The larger question here is not about the management of the fishery per se but rather the management of government itself. Earlier in the week, VOCM was sticking fairly closely to the Tory party line, but today's story carries the FFAW's three most important talking points:
1) Williams has refused to meet with McCurdy.
2) Williams needs to spend the same time on the fishery as on oil deals and ABC politics.
3) Williams' government needs to be more respectful towards the fishery.
Point number 2 is similar to the point that Randy Simms was trying to make before Williams' now-infamous meltdown on VOCM, so it will be interesting to see which Danny Williams lands at St. John's airport. Will we see the return of the angry patriarch eager to smite all those who doubt his will? Or will we see Williams quickly dispatch his ministers to throw money at this problem to make it go away as quietly as possible? (One wonders whether Hedderson himself knows the answer to that question).

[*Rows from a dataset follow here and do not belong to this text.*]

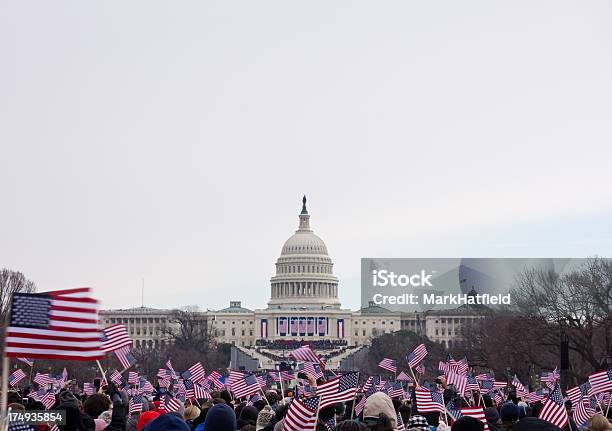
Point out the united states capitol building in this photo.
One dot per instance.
(303, 306)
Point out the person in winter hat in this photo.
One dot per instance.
(265, 416)
(467, 423)
(220, 417)
(417, 423)
(534, 424)
(167, 422)
(380, 406)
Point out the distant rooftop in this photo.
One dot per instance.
(235, 307)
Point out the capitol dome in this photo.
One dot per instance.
(304, 271)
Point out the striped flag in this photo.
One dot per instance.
(388, 364)
(459, 381)
(428, 401)
(125, 356)
(338, 389)
(135, 405)
(15, 377)
(553, 410)
(132, 377)
(582, 413)
(246, 386)
(88, 388)
(601, 382)
(417, 355)
(55, 325)
(27, 361)
(115, 337)
(195, 373)
(302, 414)
(476, 413)
(48, 399)
(305, 353)
(116, 377)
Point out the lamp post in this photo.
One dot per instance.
(564, 351)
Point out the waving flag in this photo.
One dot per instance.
(339, 389)
(582, 413)
(388, 364)
(116, 377)
(54, 325)
(17, 376)
(417, 355)
(428, 401)
(115, 337)
(195, 373)
(27, 361)
(125, 356)
(404, 377)
(306, 354)
(553, 410)
(601, 382)
(302, 414)
(246, 386)
(477, 413)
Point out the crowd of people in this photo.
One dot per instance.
(108, 410)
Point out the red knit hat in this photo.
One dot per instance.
(145, 418)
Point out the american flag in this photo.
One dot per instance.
(428, 401)
(453, 409)
(43, 379)
(48, 399)
(54, 325)
(215, 378)
(458, 380)
(195, 373)
(388, 364)
(477, 413)
(312, 369)
(371, 381)
(173, 404)
(404, 377)
(115, 337)
(550, 377)
(17, 376)
(135, 404)
(472, 384)
(339, 389)
(400, 422)
(395, 389)
(132, 377)
(520, 389)
(246, 386)
(277, 376)
(28, 361)
(234, 377)
(306, 354)
(582, 413)
(116, 377)
(169, 366)
(88, 388)
(417, 355)
(302, 414)
(553, 410)
(601, 382)
(201, 393)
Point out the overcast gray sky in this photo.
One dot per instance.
(174, 140)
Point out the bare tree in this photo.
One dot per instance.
(12, 282)
(579, 303)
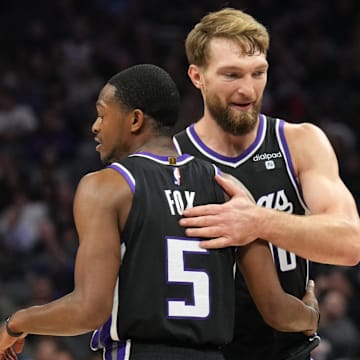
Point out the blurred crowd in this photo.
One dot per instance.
(56, 55)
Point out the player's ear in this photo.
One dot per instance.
(195, 75)
(137, 120)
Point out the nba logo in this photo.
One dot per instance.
(177, 176)
(270, 164)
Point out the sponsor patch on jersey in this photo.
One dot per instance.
(267, 156)
(177, 176)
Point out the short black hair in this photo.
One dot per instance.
(151, 89)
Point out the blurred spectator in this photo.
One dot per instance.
(336, 327)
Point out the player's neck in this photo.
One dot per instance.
(214, 137)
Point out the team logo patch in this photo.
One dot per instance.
(177, 176)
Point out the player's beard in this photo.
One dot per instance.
(230, 120)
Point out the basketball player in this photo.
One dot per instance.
(289, 169)
(148, 290)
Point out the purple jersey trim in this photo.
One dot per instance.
(125, 173)
(180, 159)
(287, 152)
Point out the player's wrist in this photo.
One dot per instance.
(10, 331)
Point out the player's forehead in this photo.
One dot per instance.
(224, 52)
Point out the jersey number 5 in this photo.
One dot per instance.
(178, 274)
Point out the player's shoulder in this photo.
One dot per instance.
(304, 132)
(102, 184)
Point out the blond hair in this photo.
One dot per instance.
(228, 23)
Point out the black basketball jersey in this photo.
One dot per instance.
(267, 171)
(169, 289)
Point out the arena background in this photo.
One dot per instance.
(56, 55)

What we do know at this juncture is this: the fishery protest is not a discrete, stand-alone story. It has hooked into the larger story about how Premier Williams treats people who challenge him. It has become a question of not only the government's fishery policy, but also its judgement, its attitude, and its competence. It relates directly to the political issue I've raised this week: the Tories are out of touch.
For four days now, the government's response has been to attack by throwing all the blame back onto the fishing industry. As a sign of the 8th Floor's irritation, they threw an angry press release at the problem. But still the protest continues.